Pas une année de référence
Sur un total de neuf personnes ayant trouvé la mort sur les routes du département en 2020, trois accidents mortels sont à déplorer sur le réseau départemental repassé à 90 km/h sans que la vitesse d’ailleurs ne soit mise en cause. Mais, avec deux confinements puis des couvre-feux, en matière de sécurité routière, l’année 2020 ne peut pas être une année de référence.
C. C.
Quelques chiffres. Pour concrétiser la remise à 90 km/h de certaines routes, le Département a dû investir dans des panneaux. Il a fallu en installer 576. Coût global de l’opération : 270 000 €.
Des émules. À ce jour, ce sont entre 25 et 30 départements qui ont pris la décision, comme la loi le leur permet, de repasser une partie de leur réseau routier à 90 km/h. Chez nos voisins, c’est le cas pour la Côte d’Or. Depuis le 1er janvier, l’Aube propose 225 km de routes repassées à 90 km/h. Dans les Vosges, c’est en cours progressivement depuis le 15 janvier. Un projet est à l’étude dans la Marne.

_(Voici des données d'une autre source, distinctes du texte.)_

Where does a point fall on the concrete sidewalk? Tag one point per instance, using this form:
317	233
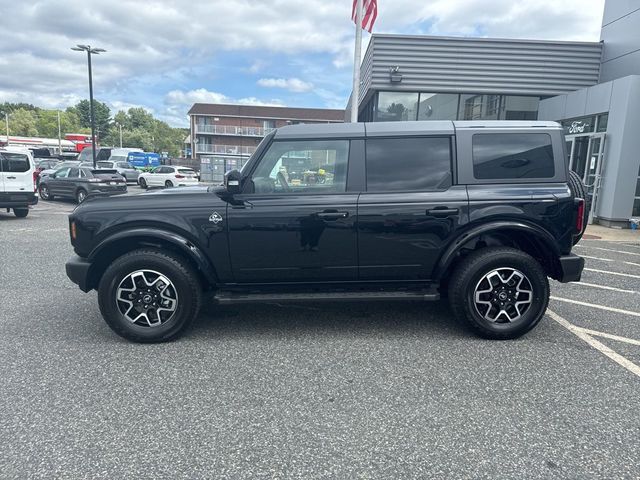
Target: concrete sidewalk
598	232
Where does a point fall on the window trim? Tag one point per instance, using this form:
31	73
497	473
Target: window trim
257	161
452	163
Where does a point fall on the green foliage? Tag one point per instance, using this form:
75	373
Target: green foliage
139	128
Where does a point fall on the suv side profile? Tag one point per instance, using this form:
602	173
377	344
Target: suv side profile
480	212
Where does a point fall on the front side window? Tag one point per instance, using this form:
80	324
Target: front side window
408	164
14	162
302	167
512	155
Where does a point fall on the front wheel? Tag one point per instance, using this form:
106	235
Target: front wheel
500	293
149	296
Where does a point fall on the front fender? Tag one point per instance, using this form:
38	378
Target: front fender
450	252
146	234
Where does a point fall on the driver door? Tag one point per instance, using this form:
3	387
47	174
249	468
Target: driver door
296	219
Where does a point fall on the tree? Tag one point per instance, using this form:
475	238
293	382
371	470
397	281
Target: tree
22	122
102	115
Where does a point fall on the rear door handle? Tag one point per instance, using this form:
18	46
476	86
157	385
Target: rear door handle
443	212
333	215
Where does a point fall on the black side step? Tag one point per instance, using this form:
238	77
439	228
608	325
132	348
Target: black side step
233	297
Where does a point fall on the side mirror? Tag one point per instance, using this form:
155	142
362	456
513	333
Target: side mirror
233	182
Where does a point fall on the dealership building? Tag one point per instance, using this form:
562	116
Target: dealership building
591	88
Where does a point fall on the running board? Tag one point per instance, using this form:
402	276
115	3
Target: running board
232	297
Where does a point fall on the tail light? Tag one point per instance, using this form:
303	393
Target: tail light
580	215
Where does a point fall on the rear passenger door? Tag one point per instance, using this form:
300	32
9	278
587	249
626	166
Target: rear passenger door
411	208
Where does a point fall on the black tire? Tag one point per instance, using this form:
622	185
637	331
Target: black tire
44	192
81	195
183	280
469	276
579	191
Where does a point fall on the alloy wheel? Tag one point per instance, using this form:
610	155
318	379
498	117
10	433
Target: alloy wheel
147	298
503	295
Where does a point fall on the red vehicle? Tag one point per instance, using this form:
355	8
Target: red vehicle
81	140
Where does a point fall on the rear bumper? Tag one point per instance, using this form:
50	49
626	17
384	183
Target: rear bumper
78	272
17	199
570	268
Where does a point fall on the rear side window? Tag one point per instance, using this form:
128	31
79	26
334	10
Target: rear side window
408	164
512	155
14	162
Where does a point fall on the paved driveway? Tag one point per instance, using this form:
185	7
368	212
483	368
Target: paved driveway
314	391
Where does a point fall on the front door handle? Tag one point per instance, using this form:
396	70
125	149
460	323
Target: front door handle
333	215
443	212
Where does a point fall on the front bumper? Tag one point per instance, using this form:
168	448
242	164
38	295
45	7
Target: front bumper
570	268
78	272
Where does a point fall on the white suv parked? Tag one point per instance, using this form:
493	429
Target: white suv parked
17	180
168	176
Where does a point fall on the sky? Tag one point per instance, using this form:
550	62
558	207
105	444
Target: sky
165	55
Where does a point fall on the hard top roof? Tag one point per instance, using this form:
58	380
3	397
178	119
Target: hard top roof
409	128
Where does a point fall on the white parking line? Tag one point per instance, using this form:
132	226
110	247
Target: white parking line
604	287
617	338
593	305
612	273
602	348
609	250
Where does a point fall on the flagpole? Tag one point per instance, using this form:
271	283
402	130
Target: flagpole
355	96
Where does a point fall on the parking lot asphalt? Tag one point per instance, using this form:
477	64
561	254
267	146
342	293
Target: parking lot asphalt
314	390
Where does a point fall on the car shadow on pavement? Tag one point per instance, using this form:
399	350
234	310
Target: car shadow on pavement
339	319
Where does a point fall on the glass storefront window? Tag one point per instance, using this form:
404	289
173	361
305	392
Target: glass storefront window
438	106
519	108
396	106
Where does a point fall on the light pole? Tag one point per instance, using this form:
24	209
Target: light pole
89	50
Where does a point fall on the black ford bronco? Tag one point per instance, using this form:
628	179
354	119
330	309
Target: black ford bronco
479	212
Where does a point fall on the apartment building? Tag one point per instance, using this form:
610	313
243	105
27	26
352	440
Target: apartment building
227	135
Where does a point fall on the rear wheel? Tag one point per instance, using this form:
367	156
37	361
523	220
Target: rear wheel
44	192
579	191
500	293
81	195
149	296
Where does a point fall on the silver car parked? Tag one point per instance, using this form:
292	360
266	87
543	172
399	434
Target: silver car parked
123	168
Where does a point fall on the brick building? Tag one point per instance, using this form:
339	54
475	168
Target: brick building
229	134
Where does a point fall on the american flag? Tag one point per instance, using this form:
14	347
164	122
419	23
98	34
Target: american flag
369	13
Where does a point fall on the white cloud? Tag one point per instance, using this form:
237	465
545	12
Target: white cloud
291	84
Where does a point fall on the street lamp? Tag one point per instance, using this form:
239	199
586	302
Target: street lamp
89	50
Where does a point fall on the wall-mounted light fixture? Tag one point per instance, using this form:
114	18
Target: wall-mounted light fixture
394	74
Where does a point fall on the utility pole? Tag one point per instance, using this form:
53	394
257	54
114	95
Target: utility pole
90	51
355	96
59	136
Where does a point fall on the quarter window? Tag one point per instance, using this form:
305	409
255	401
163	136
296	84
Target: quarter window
408	164
512	155
302	167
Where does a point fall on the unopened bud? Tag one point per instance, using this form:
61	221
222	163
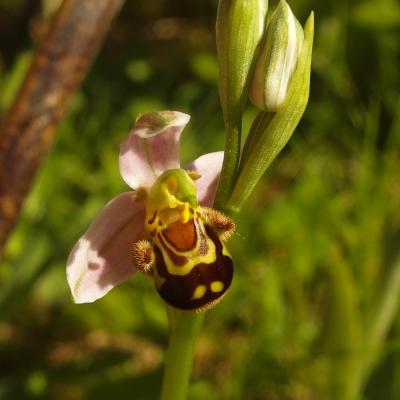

Nationales, ça ne bouge pas. Les routes gérées par l’État, dont l’épine dorsale de la Haute-Marne, la RN 67, restent à 80 km/h. C’est le cas aussi pour la RN 19 (Langres-Vesoul) elle aussi très fréquentée. Rappelons qu’on n’a pas toujours roulé à 80 km/h sur ces routes : la mesure n’est en vigueur que depuis le 1er juillet 2018. La difficulté est souvent relevée par les automobilistes : faire attention au changement de limitation vitesse alors que l’on peut se trouver sur une même route. C’est le cas notamment sur la RN 19. Avant Rolampont, dans le sens Chaumont Langres, on peut rouler à 90 km/h mais plus après…
Ce qu’en pense la gendarmerie
Le colonel Luzet, commandant du groupement de gendarmerie de la Haute-Marne, revient sur cette hausse de la limitation de vitesse et nous livre son analyse.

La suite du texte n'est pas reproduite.